My wife normally runs a maternity ward that cares for dozens of babies in the first few, critical hours of life; suddenly, thanks to my diagnosis, she was out of action for two weeks. My kids are still of the age where school is just fantastically good fun; now, they were tearily adjusting to the idea that they wouldn’t been seeing their beloved friends and teachers for a whole 15 sleeps.

Meanwhile, the few work colleagues I’d shared an office with in the days leading up to my test were on their way home to isolate. In short, despite having diligently followed all hand-washing and social-distancing guidelines these past few months, there’s a sharp feeling of guilt that you’re responsible for a whole bucketload of upheaval.

Anyway, last week passed, undoubtedly one of the more surreal few days of my life. Despite us having had no contact at all since my symptoms started, my wife developed a headache and a cough and, yes, returned a positive test. With both of us infected, you’re left with no choice but to hope that all those stories of the limited impact of coronavirus on children – and our youngest, who’s just turned one, is still breastfeeding – are accurate. It’s a horrible situation to be in, to be honest.

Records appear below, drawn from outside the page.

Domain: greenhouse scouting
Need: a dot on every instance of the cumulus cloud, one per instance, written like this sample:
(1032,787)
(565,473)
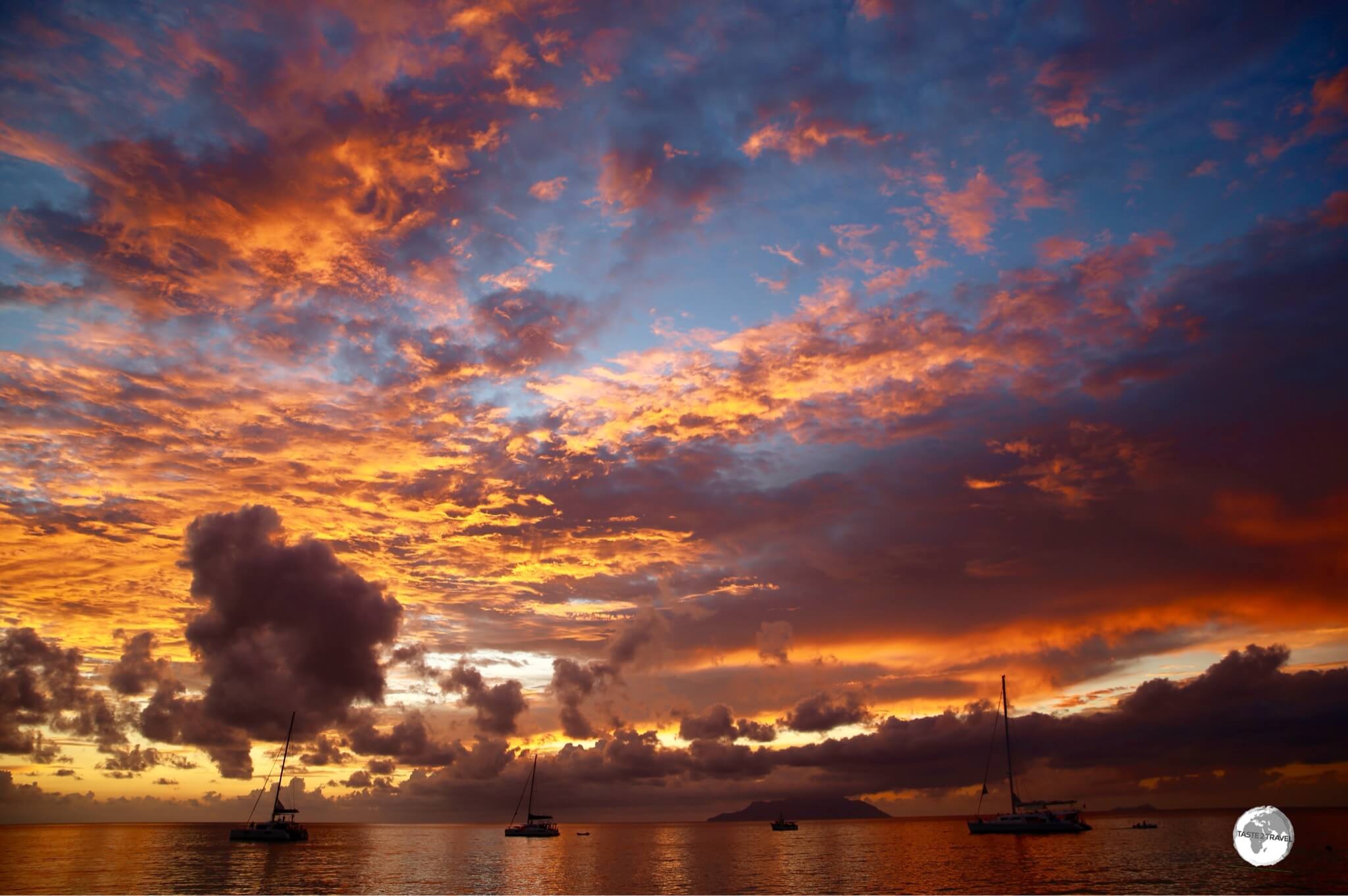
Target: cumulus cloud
(774,641)
(136,667)
(824,712)
(498,707)
(41,685)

I haven’t mentioned NHS Test and Trace yet – but there’s a good reason for that. You’re supposed to receive a call from a contact tracer within a day or two of a positive test, but until 7pm last evening – almost a full week since I was texted my result – I had heard nothing.

Prime Minister Boris Johnson first promised Britain would have a “world-beating” test and trace system in May

Remember this is the so-billed “world-beating” system upon which our route to a more normal life is meant to hang. It’s supposed to ensure that all recent contacts of an individual with a positive diagnosis are contacted and required to self-isolate, thereby stopping the potential for virus spread.

I’d already downloaded the NHS Covid-19 app to my phone prior to my symptoms showing and, once the test result had come through, had already undertaken my own contact tracing service with anyone I remembered having come into contact with.

But if my experiences are anything to go by, seven months since the first case on British soil, we still do not have a system worth the name.

As it’s transpired today, it seems my case must be one of the 16,000 coronavirus cases that went unreported in England, thereby escaping the Test and Trace system. So perhaps my experience can be filed under ‘anomaly’; but after so many months and so many deaths, why on earth is the system still susceptible to what seems to have been human cock-up?

Since that eventual call last evening, I have today been bombarded with calls. Unbelievably, three calls came from separate contact tracers at EXACTLY the same time: 8:20 this morning. I know this because I spoke to one of the tracers while the other two left separate voicemails explaining that they were trying to reach me. They seemed entirely oblivious to the fact that three separate tracers were calling the same individual.

Remarkably, exactly the same thing happened shortly after 10.20 this morning. While I was on the phone to somebody else, two tracers called me at exactly the same time and left separate messages. This is not information they should need though: I had already provided the very information they require through that prolonged call with a tracer last evening. Farce upon farce.

All in all, even just taking my case as an example, this is a system that seems utterly devoid of organisation and efficiency.

It’s a system that goes out of its way to try and prevent you from accessing a test in the first place.

It’s a system that can just let thousands slip through the net, so leaving many more thousands of contacts untraced.

And it’s a system that can’t even display the level of coordination required to ensure that a case isn’t telephoned by three tracers simultaneously.

With cases in Trafford up to almost 200 per 100,000 population, it’s a situation we should all be hugely concerned about.